Bila melihat dinamika politik kawasan di Asia Tenggara, konflik bersenjata secara langsung antara Indonesia dan Malaysia menjadi hal yang sulit terjadi. Pasalnya, interdependensi ekonomi dan sosial-budaya antara kedua negara ini juga bisa menjadi salah satu faktor yang menghalangi kemungkinan tersebut.

Di sisi lain, dari sisi geopolitik, terdapat persoalan yang lebih besar – di mana kepentingan Malaysia dan Indonesia bisa konvergen, yakni tensi geopolitik yang terjadi antara Amerika Serikat (AS) dan Tiongkok. Bukan tidak mungkin, ASEAN harus berpandai-pandai mengatasi persoalan ini.

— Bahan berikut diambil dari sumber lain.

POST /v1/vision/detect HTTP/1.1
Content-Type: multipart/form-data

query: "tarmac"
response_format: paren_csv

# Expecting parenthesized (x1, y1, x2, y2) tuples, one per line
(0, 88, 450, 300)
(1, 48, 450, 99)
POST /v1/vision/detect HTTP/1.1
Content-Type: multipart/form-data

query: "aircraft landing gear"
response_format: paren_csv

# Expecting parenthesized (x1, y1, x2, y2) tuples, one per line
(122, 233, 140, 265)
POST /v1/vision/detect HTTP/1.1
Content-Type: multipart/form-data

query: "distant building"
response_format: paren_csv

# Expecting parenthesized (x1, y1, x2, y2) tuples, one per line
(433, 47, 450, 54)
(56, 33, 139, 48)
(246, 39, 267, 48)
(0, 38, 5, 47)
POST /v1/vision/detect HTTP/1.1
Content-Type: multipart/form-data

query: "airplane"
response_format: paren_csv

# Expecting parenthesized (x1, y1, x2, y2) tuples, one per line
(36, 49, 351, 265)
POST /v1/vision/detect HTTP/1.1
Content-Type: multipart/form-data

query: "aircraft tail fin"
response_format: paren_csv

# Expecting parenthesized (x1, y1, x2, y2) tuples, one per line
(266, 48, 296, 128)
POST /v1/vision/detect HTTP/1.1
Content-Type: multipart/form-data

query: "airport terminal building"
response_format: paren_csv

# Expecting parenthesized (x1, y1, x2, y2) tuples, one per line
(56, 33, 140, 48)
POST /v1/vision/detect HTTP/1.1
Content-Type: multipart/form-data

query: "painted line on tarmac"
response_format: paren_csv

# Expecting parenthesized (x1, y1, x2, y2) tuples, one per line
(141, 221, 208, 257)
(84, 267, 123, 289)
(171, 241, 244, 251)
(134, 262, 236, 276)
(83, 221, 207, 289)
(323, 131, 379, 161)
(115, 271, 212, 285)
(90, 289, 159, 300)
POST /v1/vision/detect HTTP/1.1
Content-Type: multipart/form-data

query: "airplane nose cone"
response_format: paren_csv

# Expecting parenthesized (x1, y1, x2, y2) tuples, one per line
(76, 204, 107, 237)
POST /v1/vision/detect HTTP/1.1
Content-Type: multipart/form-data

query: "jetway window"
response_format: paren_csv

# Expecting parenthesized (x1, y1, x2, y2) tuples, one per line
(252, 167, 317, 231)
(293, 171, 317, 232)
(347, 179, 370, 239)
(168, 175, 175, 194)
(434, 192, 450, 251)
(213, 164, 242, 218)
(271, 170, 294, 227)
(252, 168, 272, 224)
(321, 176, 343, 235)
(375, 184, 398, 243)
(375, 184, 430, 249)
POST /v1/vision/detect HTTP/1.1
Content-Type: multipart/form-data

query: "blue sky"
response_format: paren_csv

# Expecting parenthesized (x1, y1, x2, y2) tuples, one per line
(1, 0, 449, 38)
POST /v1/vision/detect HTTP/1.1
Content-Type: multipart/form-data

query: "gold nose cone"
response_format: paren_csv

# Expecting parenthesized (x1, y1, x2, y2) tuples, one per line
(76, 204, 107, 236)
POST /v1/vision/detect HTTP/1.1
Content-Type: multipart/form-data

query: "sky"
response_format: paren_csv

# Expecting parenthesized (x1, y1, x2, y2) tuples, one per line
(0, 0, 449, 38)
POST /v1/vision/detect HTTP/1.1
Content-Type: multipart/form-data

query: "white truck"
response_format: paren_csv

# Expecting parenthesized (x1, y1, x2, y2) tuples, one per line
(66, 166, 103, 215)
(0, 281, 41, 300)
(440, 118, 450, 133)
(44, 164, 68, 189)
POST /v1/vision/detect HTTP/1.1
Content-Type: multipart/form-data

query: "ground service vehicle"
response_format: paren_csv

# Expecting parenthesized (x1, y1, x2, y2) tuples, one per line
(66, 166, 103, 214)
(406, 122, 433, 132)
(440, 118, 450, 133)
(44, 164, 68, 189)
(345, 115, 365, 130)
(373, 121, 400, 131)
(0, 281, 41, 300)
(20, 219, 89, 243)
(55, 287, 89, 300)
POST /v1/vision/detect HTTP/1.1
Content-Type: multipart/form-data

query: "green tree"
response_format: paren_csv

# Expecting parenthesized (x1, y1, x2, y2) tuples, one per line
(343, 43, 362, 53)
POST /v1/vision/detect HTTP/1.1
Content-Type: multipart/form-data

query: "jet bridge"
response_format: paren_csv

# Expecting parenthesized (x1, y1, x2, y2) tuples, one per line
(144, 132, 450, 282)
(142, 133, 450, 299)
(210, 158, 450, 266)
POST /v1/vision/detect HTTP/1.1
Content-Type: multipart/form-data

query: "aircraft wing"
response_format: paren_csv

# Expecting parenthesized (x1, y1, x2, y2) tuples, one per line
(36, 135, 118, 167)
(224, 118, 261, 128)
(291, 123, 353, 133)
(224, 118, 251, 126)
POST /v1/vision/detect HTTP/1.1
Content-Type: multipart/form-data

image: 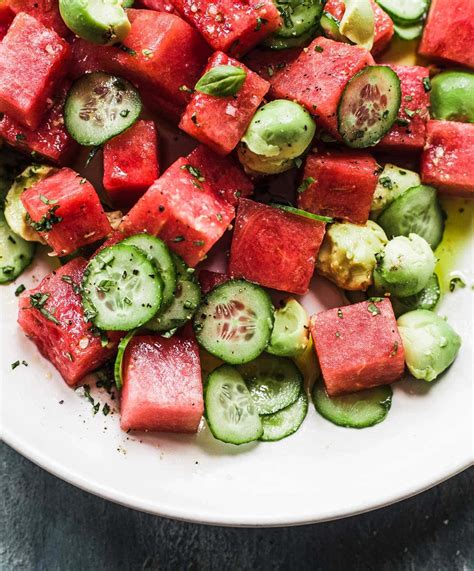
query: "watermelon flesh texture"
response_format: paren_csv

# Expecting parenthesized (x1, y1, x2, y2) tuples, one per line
(310, 299, 405, 396)
(0, 13, 70, 130)
(103, 120, 160, 209)
(271, 37, 375, 139)
(8, 0, 70, 37)
(198, 270, 229, 294)
(419, 0, 474, 70)
(120, 334, 204, 433)
(17, 258, 120, 386)
(0, 81, 77, 165)
(135, 0, 176, 13)
(170, 0, 282, 58)
(120, 157, 235, 266)
(229, 198, 326, 295)
(324, 0, 394, 55)
(243, 47, 302, 97)
(298, 149, 378, 225)
(421, 120, 474, 198)
(185, 144, 253, 207)
(21, 168, 112, 256)
(376, 65, 431, 153)
(180, 51, 270, 156)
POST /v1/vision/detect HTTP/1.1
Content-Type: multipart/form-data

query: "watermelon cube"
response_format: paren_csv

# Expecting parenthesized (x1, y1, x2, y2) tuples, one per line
(243, 47, 302, 96)
(185, 144, 253, 206)
(199, 270, 229, 294)
(17, 258, 120, 386)
(120, 157, 235, 266)
(8, 0, 69, 37)
(419, 0, 474, 69)
(310, 299, 405, 396)
(324, 0, 394, 54)
(298, 149, 378, 224)
(135, 0, 176, 13)
(0, 13, 70, 130)
(0, 5, 14, 40)
(0, 81, 77, 164)
(421, 121, 474, 198)
(120, 334, 204, 433)
(180, 52, 269, 156)
(271, 37, 374, 138)
(376, 65, 431, 153)
(229, 198, 326, 295)
(21, 168, 111, 256)
(170, 0, 281, 58)
(103, 120, 159, 209)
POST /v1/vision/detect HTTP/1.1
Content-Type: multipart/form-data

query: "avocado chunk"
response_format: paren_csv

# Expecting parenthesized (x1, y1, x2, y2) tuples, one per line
(339, 0, 375, 50)
(430, 70, 474, 123)
(267, 298, 310, 358)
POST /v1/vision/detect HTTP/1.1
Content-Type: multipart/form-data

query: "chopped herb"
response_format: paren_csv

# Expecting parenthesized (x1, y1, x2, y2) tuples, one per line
(422, 77, 432, 92)
(11, 361, 20, 370)
(181, 164, 205, 181)
(14, 284, 26, 296)
(294, 157, 303, 169)
(29, 292, 60, 324)
(255, 17, 267, 31)
(29, 204, 62, 232)
(171, 236, 185, 243)
(297, 177, 315, 194)
(335, 331, 341, 338)
(22, 360, 28, 367)
(449, 276, 466, 292)
(404, 95, 413, 102)
(85, 146, 100, 167)
(367, 302, 381, 316)
(93, 401, 100, 414)
(15, 133, 26, 142)
(123, 296, 132, 305)
(379, 176, 393, 190)
(39, 194, 58, 205)
(404, 107, 416, 118)
(97, 279, 115, 293)
(120, 109, 130, 118)
(90, 326, 109, 348)
(179, 85, 194, 93)
(61, 275, 81, 295)
(102, 403, 111, 416)
(390, 341, 399, 357)
(267, 66, 274, 77)
(315, 45, 324, 53)
(337, 308, 343, 319)
(193, 240, 205, 247)
(117, 43, 136, 56)
(142, 48, 153, 57)
(216, 213, 223, 222)
(395, 118, 410, 127)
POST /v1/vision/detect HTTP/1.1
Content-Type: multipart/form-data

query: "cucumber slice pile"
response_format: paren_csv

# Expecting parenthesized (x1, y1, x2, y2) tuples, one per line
(260, 391, 308, 442)
(391, 273, 441, 317)
(65, 73, 142, 146)
(0, 211, 35, 284)
(312, 381, 393, 428)
(338, 66, 401, 148)
(376, 0, 429, 40)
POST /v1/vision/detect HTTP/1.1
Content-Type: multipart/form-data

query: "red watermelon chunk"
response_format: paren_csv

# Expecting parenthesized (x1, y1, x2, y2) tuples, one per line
(421, 120, 474, 198)
(310, 299, 405, 396)
(376, 65, 430, 153)
(271, 37, 374, 138)
(0, 6, 14, 40)
(180, 52, 269, 156)
(120, 157, 235, 266)
(103, 120, 159, 209)
(0, 81, 77, 164)
(186, 144, 253, 206)
(298, 149, 378, 224)
(17, 258, 120, 386)
(229, 198, 326, 295)
(8, 0, 69, 37)
(0, 13, 70, 130)
(324, 0, 394, 55)
(120, 334, 204, 433)
(419, 0, 474, 69)
(243, 47, 302, 96)
(170, 0, 281, 57)
(135, 0, 176, 13)
(21, 168, 111, 256)
(199, 270, 229, 294)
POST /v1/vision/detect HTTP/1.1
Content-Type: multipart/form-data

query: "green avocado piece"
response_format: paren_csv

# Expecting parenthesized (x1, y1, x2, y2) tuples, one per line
(430, 70, 474, 123)
(267, 298, 310, 358)
(339, 0, 375, 50)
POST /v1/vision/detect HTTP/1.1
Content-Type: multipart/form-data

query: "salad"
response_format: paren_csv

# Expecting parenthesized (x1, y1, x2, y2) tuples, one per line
(0, 0, 471, 445)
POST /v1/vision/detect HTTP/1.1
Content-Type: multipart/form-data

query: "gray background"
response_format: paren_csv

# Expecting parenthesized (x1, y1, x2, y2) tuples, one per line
(1, 443, 472, 570)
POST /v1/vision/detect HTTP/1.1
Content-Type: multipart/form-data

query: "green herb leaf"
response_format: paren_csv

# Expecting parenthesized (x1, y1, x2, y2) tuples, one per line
(29, 292, 60, 325)
(14, 284, 26, 296)
(195, 65, 247, 97)
(297, 177, 315, 194)
(449, 276, 466, 292)
(367, 302, 381, 316)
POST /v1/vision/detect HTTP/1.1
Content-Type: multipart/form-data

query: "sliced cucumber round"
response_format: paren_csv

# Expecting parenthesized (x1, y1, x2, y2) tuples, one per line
(376, 0, 428, 25)
(114, 329, 136, 390)
(377, 185, 445, 250)
(370, 163, 421, 221)
(65, 73, 142, 147)
(121, 234, 176, 310)
(338, 66, 401, 148)
(312, 381, 392, 428)
(264, 26, 318, 49)
(0, 211, 35, 284)
(82, 243, 163, 331)
(320, 12, 350, 43)
(393, 22, 424, 41)
(264, 0, 323, 49)
(194, 280, 274, 365)
(260, 390, 308, 442)
(237, 353, 303, 415)
(391, 273, 440, 317)
(204, 365, 263, 445)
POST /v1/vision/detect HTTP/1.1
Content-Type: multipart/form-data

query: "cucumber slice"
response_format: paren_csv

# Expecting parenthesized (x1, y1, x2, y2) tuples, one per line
(370, 163, 421, 220)
(377, 185, 445, 250)
(114, 329, 136, 390)
(237, 353, 303, 415)
(65, 73, 142, 147)
(194, 280, 274, 365)
(121, 234, 176, 310)
(264, 26, 319, 49)
(391, 273, 440, 317)
(260, 390, 308, 441)
(376, 0, 428, 24)
(393, 22, 424, 41)
(312, 381, 392, 428)
(82, 243, 163, 331)
(204, 365, 263, 445)
(267, 298, 310, 358)
(0, 211, 35, 284)
(338, 66, 401, 148)
(264, 0, 323, 49)
(320, 12, 350, 43)
(146, 253, 200, 333)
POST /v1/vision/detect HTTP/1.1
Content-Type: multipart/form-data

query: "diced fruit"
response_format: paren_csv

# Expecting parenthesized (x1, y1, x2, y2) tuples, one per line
(310, 299, 405, 396)
(370, 164, 421, 220)
(324, 0, 394, 54)
(267, 299, 310, 358)
(180, 52, 269, 156)
(198, 270, 229, 294)
(298, 149, 378, 224)
(242, 47, 302, 95)
(171, 0, 281, 57)
(421, 120, 474, 198)
(120, 334, 204, 433)
(0, 13, 70, 129)
(135, 0, 176, 12)
(229, 199, 326, 295)
(271, 37, 374, 138)
(419, 0, 474, 69)
(17, 258, 120, 385)
(103, 120, 159, 208)
(8, 0, 69, 37)
(120, 157, 235, 266)
(21, 168, 112, 256)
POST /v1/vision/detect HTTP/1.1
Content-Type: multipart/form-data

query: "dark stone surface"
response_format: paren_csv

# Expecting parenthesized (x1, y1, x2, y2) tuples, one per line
(1, 442, 472, 571)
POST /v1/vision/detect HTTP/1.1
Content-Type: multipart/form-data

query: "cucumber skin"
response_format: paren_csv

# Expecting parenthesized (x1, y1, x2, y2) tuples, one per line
(260, 390, 308, 442)
(0, 212, 36, 284)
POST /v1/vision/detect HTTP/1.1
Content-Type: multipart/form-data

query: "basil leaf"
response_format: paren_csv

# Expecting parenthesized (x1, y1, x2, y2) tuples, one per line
(195, 65, 247, 97)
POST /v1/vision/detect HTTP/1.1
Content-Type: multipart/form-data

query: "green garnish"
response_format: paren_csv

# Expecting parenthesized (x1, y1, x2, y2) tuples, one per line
(29, 292, 60, 325)
(297, 177, 315, 194)
(195, 65, 247, 97)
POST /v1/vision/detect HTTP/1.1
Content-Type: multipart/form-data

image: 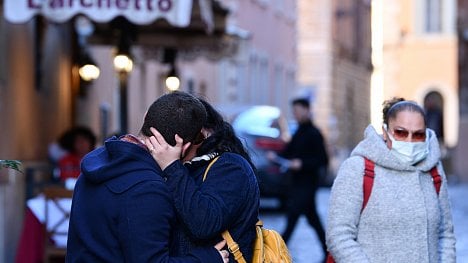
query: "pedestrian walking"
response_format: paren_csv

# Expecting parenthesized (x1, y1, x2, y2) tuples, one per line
(267, 98, 329, 261)
(326, 97, 456, 262)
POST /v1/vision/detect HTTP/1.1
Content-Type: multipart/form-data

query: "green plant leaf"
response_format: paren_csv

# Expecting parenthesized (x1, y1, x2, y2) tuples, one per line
(0, 160, 22, 173)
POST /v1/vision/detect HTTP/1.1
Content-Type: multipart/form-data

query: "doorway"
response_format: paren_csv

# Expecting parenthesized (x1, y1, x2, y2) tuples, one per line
(424, 91, 444, 141)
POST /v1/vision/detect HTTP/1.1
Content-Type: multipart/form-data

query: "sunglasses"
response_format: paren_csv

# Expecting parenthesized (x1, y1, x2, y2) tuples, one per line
(390, 128, 426, 142)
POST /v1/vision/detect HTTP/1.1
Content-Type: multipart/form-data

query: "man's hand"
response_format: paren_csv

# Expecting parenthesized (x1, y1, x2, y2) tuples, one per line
(215, 240, 229, 263)
(145, 127, 191, 170)
(289, 158, 302, 171)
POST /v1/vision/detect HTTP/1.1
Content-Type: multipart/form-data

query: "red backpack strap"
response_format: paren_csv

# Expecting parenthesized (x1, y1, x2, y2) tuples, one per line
(430, 166, 441, 195)
(362, 158, 375, 212)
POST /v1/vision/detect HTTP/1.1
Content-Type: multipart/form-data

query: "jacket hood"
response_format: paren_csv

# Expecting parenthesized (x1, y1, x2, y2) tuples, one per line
(351, 125, 441, 172)
(81, 136, 160, 184)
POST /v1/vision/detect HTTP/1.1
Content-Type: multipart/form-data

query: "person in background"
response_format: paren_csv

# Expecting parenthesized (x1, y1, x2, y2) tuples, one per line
(267, 98, 328, 260)
(57, 126, 96, 181)
(326, 97, 456, 262)
(145, 98, 260, 262)
(66, 91, 229, 263)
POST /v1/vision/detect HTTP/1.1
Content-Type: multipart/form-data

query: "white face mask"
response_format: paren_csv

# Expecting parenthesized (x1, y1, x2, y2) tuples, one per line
(384, 125, 429, 165)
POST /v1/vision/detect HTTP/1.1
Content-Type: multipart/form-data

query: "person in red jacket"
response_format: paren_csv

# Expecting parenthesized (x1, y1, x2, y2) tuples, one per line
(57, 126, 96, 181)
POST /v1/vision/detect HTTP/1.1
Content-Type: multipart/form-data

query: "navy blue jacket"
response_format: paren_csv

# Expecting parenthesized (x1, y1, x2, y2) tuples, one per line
(66, 136, 223, 263)
(163, 152, 260, 262)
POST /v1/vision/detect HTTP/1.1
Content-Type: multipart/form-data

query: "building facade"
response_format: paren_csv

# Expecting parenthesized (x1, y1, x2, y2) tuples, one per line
(296, 0, 372, 176)
(372, 0, 459, 178)
(178, 0, 298, 119)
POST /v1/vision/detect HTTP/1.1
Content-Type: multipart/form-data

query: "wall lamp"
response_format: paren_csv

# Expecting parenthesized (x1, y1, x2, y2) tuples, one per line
(112, 23, 135, 134)
(78, 52, 100, 81)
(113, 21, 134, 73)
(163, 48, 180, 91)
(113, 52, 133, 73)
(165, 66, 180, 91)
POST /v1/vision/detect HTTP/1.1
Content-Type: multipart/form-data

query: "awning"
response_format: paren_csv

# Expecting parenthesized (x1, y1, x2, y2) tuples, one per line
(84, 0, 235, 54)
(4, 0, 194, 27)
(3, 0, 242, 60)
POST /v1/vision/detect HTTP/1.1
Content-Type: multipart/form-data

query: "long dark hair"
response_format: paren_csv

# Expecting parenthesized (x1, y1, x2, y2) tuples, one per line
(197, 98, 256, 172)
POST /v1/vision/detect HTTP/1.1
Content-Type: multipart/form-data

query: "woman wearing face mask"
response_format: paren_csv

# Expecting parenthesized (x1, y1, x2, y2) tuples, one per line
(326, 97, 456, 263)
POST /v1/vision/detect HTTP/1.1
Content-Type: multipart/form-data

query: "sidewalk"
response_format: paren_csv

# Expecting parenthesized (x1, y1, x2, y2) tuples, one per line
(447, 183, 468, 261)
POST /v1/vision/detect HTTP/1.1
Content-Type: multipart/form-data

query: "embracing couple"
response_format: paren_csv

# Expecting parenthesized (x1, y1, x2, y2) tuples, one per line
(66, 91, 260, 262)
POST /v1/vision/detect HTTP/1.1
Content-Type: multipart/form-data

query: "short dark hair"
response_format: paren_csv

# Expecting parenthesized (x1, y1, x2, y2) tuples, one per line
(382, 97, 426, 125)
(58, 126, 96, 153)
(140, 91, 207, 146)
(292, 98, 310, 108)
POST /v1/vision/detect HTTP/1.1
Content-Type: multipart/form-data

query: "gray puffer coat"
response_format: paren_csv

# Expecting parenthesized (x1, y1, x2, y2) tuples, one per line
(326, 125, 456, 263)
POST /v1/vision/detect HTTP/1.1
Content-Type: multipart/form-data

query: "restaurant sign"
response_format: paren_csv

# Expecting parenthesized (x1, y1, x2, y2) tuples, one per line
(4, 0, 193, 26)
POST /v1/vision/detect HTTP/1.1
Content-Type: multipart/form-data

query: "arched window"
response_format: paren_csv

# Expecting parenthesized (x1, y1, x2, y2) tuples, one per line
(424, 91, 444, 141)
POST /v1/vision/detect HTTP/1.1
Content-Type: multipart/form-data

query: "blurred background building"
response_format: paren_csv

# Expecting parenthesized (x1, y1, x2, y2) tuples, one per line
(297, 0, 372, 176)
(180, 0, 298, 120)
(456, 0, 468, 183)
(1, 0, 468, 261)
(371, 0, 461, 180)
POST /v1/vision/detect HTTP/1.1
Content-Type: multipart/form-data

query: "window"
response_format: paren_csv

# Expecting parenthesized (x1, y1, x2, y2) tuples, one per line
(248, 54, 258, 104)
(259, 57, 269, 104)
(274, 0, 284, 16)
(425, 0, 441, 33)
(274, 64, 283, 106)
(255, 0, 270, 8)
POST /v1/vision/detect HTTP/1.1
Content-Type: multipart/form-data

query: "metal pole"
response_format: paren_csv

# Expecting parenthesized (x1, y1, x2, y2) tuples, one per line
(119, 71, 128, 134)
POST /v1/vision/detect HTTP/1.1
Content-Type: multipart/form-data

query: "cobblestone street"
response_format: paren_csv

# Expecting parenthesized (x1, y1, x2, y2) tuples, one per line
(260, 183, 468, 263)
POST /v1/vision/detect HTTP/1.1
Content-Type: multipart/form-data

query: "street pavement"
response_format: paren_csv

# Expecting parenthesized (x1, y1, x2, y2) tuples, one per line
(260, 183, 468, 263)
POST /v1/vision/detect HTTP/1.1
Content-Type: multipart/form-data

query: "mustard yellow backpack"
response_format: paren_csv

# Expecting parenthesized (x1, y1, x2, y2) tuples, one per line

Lantas, bila kemungkinan terjadinya konflik kecil, mengapa Mahathir meluapkan narasi yang bersifat iredentis? Apa sebenarnya tujuan dari mantan PM Malaysia yang pernah se-angkatan dengan Presiden Soeharto tersebut?

Konteks yang menarik dari pernyataan Mahathir adalah tempat di mana sang mantan PM melontarkan gagasan tersebut, yakni di sebuah pertemuan yang bertajuk Kongres Survival Melayu. Istilah yang disebutkan oleh Mahathir pun adalah Tanah Melayu.

Tentu, gagasan iredentis ini bisa dijelaskan menggunakan tulisan Alex Au Wipang yang berjudul Who is Malay?. Dalam tulisan tersebut, Wipang menjelaskan bahwa ada perasaan insecure pada kelompok Melayu di Malaysia – bermula sejak era Malaya (setelah Britania Raya melepaskan kontrol atas koloninya tersebut).

Ini pun sejalan dengan apa yang dijelaskan oleh Mahathir sendiri dalam bukunya yang berjudul The Malay Dilemma. Mantan PM Malaysia tersebut menyebutkan bahwa terjadi disharmoni rasial di antara kelompok-kelompok etnis Malaysia sejak era Malaya – utamanya kelompok Melayu dan kelompok Tionghoa.

Maka dari itu, mengacu pada penjelasan Wipang, kelompok Melayu kerap membutuhkan kisah-kisah kejayaan (grandiose) agar tidak merasa tersaingi dengan kelompok etnis Tionghoa yang punya sejarah panjang soal berbagai dinasti bangsa Tiongkok (Middle Kingdom).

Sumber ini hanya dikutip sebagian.